What happened on March 4th is clear, citizens were scheduled to speak on this proposed change to city municipal code were denied that right and instead of scheduling two separate meetings where citizens could express their view, they were granted one, the meeting where the final was to be taken, March 18, 2013.
The ordinance was approved this evening with what appeared to be little attention paid to citizen views.
While this proposed change does not reach the level of something like the CRC, citizen concerns should heard before such changes are made and along with being heard, taken into consideration before approval or denial by city council, regardless of the merits of the ordinance.

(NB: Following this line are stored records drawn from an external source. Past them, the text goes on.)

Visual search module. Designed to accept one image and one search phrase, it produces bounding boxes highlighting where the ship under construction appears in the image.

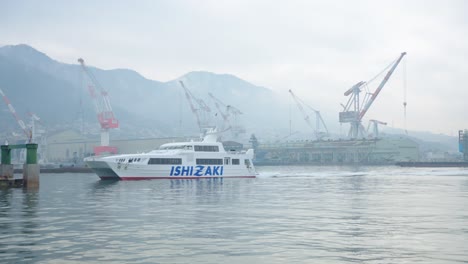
[250,52,419,165]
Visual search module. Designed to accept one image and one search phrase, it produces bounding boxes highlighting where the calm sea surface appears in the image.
[0,167,468,264]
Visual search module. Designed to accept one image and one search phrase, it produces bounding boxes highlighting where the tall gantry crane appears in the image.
[179,81,213,135]
[78,58,119,155]
[289,90,330,140]
[208,93,245,137]
[0,89,33,143]
[339,52,406,138]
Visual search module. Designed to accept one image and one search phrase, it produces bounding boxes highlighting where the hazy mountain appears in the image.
[0,45,458,154]
[0,42,286,140]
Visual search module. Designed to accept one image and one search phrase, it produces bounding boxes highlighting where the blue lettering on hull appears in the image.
[169,165,224,176]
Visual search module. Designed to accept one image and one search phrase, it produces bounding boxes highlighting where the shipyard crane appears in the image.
[179,80,213,135]
[208,93,245,137]
[339,52,406,138]
[78,58,119,155]
[367,119,387,138]
[289,90,329,140]
[0,89,33,143]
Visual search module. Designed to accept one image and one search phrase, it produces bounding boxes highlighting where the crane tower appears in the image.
[339,52,406,138]
[78,58,119,155]
[289,90,329,140]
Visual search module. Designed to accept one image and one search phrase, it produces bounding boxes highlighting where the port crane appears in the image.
[78,58,119,155]
[339,52,406,138]
[289,89,330,140]
[367,119,387,138]
[179,80,213,135]
[208,93,245,137]
[0,89,33,143]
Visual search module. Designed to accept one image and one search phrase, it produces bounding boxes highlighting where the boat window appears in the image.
[148,158,182,165]
[195,146,219,152]
[197,159,223,165]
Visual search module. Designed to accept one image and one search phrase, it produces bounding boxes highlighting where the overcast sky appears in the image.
[0,0,468,135]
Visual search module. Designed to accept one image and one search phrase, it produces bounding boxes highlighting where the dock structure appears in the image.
[0,143,40,189]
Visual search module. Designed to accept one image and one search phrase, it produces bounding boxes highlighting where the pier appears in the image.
[0,143,40,189]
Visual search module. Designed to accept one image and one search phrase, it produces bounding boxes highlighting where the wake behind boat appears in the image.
[84,131,257,180]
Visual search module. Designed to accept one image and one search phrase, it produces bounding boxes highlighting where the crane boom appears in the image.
[78,58,119,155]
[179,80,211,133]
[0,89,32,141]
[289,89,329,140]
[359,52,406,120]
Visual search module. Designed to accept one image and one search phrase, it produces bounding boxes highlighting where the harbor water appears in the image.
[0,167,468,264]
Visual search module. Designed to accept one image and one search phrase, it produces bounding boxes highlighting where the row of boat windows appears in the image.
[148,158,241,165]
[163,145,219,152]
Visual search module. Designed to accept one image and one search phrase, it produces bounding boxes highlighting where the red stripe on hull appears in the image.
[120,176,256,181]
[99,176,120,180]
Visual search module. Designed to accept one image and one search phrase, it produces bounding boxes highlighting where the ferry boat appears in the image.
[84,133,257,180]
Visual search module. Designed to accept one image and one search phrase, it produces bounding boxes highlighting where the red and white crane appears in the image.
[339,52,406,138]
[179,81,213,135]
[0,89,32,143]
[78,58,119,155]
[289,90,329,140]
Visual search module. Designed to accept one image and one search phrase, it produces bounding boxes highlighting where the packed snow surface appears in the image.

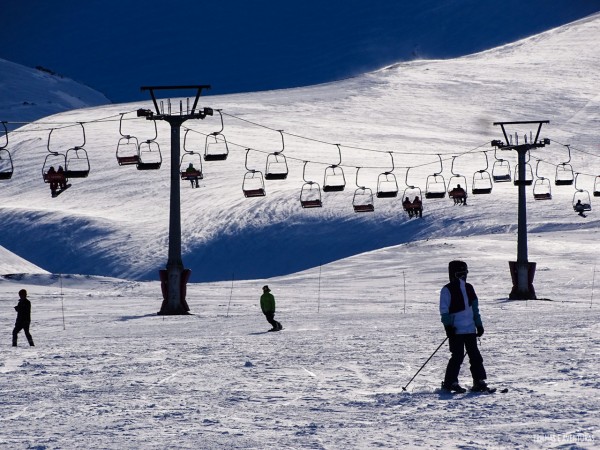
[0,15,600,449]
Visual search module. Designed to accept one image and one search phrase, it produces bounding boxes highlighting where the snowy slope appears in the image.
[0,16,600,281]
[0,59,110,122]
[0,12,600,449]
[0,0,600,102]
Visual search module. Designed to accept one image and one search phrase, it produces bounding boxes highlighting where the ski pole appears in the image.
[402,337,448,391]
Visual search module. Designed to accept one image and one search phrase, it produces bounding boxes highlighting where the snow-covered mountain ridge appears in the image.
[0,15,600,281]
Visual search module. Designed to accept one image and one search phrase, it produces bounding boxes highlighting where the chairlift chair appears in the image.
[65,147,90,178]
[0,122,14,180]
[115,113,140,166]
[492,149,512,183]
[300,161,323,208]
[242,149,266,198]
[179,128,204,181]
[136,140,162,170]
[448,156,467,205]
[554,145,575,186]
[136,120,162,170]
[594,175,600,197]
[0,148,14,180]
[402,167,423,217]
[533,159,552,200]
[265,130,288,180]
[471,151,493,195]
[573,173,592,212]
[425,153,446,199]
[352,167,375,212]
[204,109,229,161]
[323,144,346,192]
[377,152,398,198]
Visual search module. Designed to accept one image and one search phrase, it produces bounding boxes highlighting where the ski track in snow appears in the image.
[0,11,600,449]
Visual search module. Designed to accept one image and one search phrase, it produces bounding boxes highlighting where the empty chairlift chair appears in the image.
[265,130,288,180]
[513,152,533,186]
[471,152,493,195]
[204,109,229,161]
[323,144,346,192]
[594,175,600,197]
[377,152,398,198]
[0,122,14,180]
[402,167,423,217]
[492,149,512,183]
[573,173,592,214]
[300,161,323,208]
[242,148,266,198]
[533,159,552,200]
[352,167,375,212]
[115,113,140,166]
[425,154,446,199]
[179,129,204,182]
[65,123,90,178]
[136,120,162,170]
[554,145,575,186]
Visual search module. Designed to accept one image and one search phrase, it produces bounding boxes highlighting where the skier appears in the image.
[260,285,283,331]
[185,163,200,188]
[440,261,493,393]
[575,199,587,217]
[13,289,33,347]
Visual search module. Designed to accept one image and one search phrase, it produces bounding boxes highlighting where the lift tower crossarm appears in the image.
[141,84,212,119]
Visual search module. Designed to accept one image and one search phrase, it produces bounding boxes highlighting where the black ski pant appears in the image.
[13,322,33,347]
[444,334,487,386]
[264,312,281,330]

At the March 13, 2013 city council meeting, the disenfranchisement was brought up during the citizen forum and City Attorney Ted Gathe admitted council was in error in how they handled it, but no action was taken nor was a second hearing scheduled to comply with written procedure.

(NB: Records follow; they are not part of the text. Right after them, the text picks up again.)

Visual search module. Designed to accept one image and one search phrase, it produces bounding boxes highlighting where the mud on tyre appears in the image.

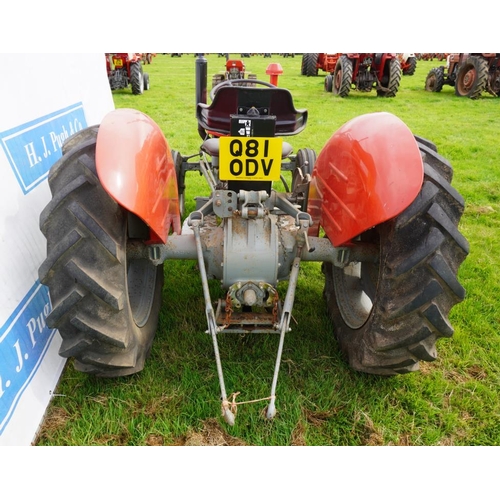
[323,138,469,375]
[39,131,163,377]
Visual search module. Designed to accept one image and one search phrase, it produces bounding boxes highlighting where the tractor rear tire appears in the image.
[425,66,444,92]
[323,141,469,375]
[301,54,319,76]
[455,56,488,99]
[332,56,352,97]
[130,63,144,95]
[39,133,163,377]
[377,59,401,97]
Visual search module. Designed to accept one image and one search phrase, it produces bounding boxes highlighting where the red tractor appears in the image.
[39,54,469,425]
[325,53,401,97]
[105,53,149,95]
[425,53,500,99]
[300,54,341,76]
[212,59,257,87]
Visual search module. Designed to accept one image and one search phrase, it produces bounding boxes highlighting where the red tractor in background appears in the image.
[105,53,149,95]
[425,52,500,99]
[325,53,401,97]
[141,52,156,64]
[212,59,257,87]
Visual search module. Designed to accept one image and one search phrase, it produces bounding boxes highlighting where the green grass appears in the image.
[38,54,500,446]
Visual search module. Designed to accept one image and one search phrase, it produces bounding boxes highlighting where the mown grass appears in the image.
[37,54,500,446]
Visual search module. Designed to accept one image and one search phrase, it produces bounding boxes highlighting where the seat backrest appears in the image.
[196,85,307,136]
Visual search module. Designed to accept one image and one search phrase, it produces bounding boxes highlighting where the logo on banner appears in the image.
[0,281,57,435]
[0,103,87,194]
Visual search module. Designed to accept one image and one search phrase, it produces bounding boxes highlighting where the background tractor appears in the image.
[425,53,500,99]
[212,59,257,87]
[105,53,149,95]
[39,57,469,425]
[325,53,401,97]
[301,54,341,76]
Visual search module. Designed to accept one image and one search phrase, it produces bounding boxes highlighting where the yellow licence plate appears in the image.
[219,136,283,181]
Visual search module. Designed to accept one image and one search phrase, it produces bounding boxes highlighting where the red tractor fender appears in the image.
[308,112,424,247]
[96,109,181,243]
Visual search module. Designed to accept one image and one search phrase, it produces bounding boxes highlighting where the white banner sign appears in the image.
[0,53,114,446]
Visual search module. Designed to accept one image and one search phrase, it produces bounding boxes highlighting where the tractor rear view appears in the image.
[39,57,469,425]
[325,53,401,97]
[105,53,149,95]
[425,53,500,99]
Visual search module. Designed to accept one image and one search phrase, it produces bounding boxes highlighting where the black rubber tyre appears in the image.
[403,57,417,76]
[455,56,488,99]
[301,54,319,76]
[130,63,144,95]
[325,74,333,92]
[292,148,316,212]
[323,141,469,375]
[425,66,444,92]
[332,56,352,97]
[39,133,163,377]
[377,59,402,97]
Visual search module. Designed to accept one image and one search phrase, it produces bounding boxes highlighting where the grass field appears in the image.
[37,54,500,446]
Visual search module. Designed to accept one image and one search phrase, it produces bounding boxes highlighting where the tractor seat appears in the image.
[196,85,307,136]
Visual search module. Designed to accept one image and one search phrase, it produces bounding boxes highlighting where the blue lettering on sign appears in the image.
[0,103,87,194]
[0,281,57,434]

We cannot take this lightly as we have seen increasingly that government at all levels is moving away from the traditional role of “The government of the people, by the people and for the people” as well as what is stated in the very beginning of the Washington State Constitution where it says, “All political power is inherent in the people, and governments derive their just powers from the consent of the governed, and are established to protect and maintain individual rights.”
We are seeing more and more where the people are being dictated to with the expression from some we elect that once in office, they were elected to act on their personal views, not on the views of those they are elected to represent.
Such an attitude is seen in a comment left under a Columbian article (since removed apparently, but a copy was saved) concerning the ongoing controversy over the CRC and light rail by 49th Legislative District Representative, Democrat Jim Moeller where he expressed,
“It doesn’t really matter if Clark County is ready for or wants light-rail – it’s coming and it’s currently part of the proposal.”
That the votes of Clark County voted down the proposal of light rail by a 2 to 1 margin and have since been denied another vote, the proposal was brought back up before local government and commissions and approved.
We saw it when Mayor Tim Leavitt, after blatantly lying his way into office, tried to further limit citizen input on CRC & light rail saying city council has nothing to do with the decision, even though 3 members of the city council sat on the board that chose the ‘locally preferred alternative,’ light rail.
And now we see citizens being disenfranchised again by the city council and Mayor Leavitt as once again, citizens are denied the right of their voices heard and heeded in the adoption of an ordinance change.
In the complaint lodged by Mrs. Crain she asks for “a sanction or corrective action of the Mayor to be taken on the part of the council with regards to the blocking of the citizens right to the three minutes that should have been afforded us to speak on this agenda item. I expect reprimands for the same be placed in the employment files of both the city attorney Ted Gathe and the city manager Eric Holmes.”
Whether or not proper action will be taken remains to be seen. Given that previous complaints lodged against this Mayor were cast aside, I won’t be a bit surprised to see ‘Teflon’ Tim Leavitt slide by again.